Dans Crise de vers, la poétique de Mallarmé opposait, fort pragmatiquement, deux fonctions du poème : suggérer et nommer, reléguant cette dernière action dans le champ de l’universel reportage, c’est-à-dire, en somme, du réalisme journalistique. Pourtant, l’objectivisme, poésie de nommer les choses telles qu’elles sont, n’est pas un réalisme : l’écriture n’essaie pas, par un foisonnement de détail, de singer le réel, et l’action décrite ne prétend pas à la même texture temporelle ; la narration n’y est pas non plus transparente.
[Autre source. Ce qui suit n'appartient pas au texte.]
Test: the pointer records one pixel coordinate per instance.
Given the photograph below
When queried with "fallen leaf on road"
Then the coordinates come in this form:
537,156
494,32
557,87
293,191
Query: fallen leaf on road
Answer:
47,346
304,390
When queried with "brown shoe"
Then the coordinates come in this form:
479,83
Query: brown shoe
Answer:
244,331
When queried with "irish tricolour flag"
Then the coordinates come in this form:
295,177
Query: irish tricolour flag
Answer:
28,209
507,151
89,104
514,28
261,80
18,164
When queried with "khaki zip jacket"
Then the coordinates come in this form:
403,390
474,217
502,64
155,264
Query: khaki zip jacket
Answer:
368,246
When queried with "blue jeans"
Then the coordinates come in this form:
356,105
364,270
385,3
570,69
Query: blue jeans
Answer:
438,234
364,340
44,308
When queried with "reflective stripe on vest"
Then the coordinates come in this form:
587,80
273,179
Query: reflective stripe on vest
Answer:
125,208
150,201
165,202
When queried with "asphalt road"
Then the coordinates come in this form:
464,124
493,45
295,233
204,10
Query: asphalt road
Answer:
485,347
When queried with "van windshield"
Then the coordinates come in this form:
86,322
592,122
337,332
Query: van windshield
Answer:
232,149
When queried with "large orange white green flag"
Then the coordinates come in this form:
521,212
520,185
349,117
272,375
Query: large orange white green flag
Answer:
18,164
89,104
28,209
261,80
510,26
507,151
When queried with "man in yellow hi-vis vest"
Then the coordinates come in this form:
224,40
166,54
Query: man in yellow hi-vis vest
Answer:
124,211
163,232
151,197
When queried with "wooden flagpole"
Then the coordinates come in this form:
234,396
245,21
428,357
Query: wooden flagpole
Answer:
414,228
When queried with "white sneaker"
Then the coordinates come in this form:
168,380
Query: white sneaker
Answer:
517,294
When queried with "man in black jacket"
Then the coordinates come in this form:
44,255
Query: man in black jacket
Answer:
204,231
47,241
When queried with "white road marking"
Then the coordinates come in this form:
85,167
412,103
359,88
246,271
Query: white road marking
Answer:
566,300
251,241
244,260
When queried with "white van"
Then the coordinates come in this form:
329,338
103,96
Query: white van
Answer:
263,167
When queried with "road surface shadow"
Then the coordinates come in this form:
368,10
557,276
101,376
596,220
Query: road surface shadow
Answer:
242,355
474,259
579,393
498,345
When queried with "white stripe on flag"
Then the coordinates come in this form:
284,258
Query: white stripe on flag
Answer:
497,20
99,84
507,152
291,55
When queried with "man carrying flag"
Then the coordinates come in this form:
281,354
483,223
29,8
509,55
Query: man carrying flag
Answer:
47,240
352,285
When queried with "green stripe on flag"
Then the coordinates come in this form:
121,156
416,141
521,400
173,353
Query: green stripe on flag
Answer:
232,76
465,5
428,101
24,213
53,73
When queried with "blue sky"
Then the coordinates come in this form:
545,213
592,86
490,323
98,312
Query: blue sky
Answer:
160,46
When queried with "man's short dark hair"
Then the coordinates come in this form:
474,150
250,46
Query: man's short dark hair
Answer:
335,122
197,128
Dans Holocauste, Charles Reznikoff met en scène, à partir des témoignages du procès de Nuremberg, la représentation brute de la déportation, des massacres : sans effet – sinon de rythme – ni commentaire, il présente les faits comme des faits. Or, nous sommes tant habitués au traitement passionnel des horreurs nazies (peut-être le révisionnisme n’aurait-il pas tant d’adeptes si l’approche des artistes était plus positiviste) que la manière de Reznikoff, par sa neutralité insupportable, redouble presque la cruauté des actes S.S. (car c’est par cette absence de pathos que Reznikoff parvient à éveiller le dégoût le plus violent pour ces actes inhumains, dépassionnés, dépris de toute morale et de tout jugement – l’organisation bureaucratique du cauchemar) : jamais un commentaire, un jugement moral ou un trémolo – rien que la musique objective de l’horreur telle qu’elle s’orchestre en se montrant toute nue, dans ces chapitres de prose coupée au rythme ciselé. Ainsi, par exemple, p. 76 :

Une femme arriva avec sa petite fille
et des S.S. étaient là un matin
et emportèrent l’enfant :
il était interdit à une mère d’avoir son enfant avec elle.
Par la suite, la femme découvrit que son enfant avait été jetée dans le feu
où les morts étaient en train de brûler,
et cette nuit-là elle se jeta contre les barbelés électrifiés de la clôture du camp.

Charles Reznikoff, Holocauste, trad. Auxeméry, Prétexte éd., 2007.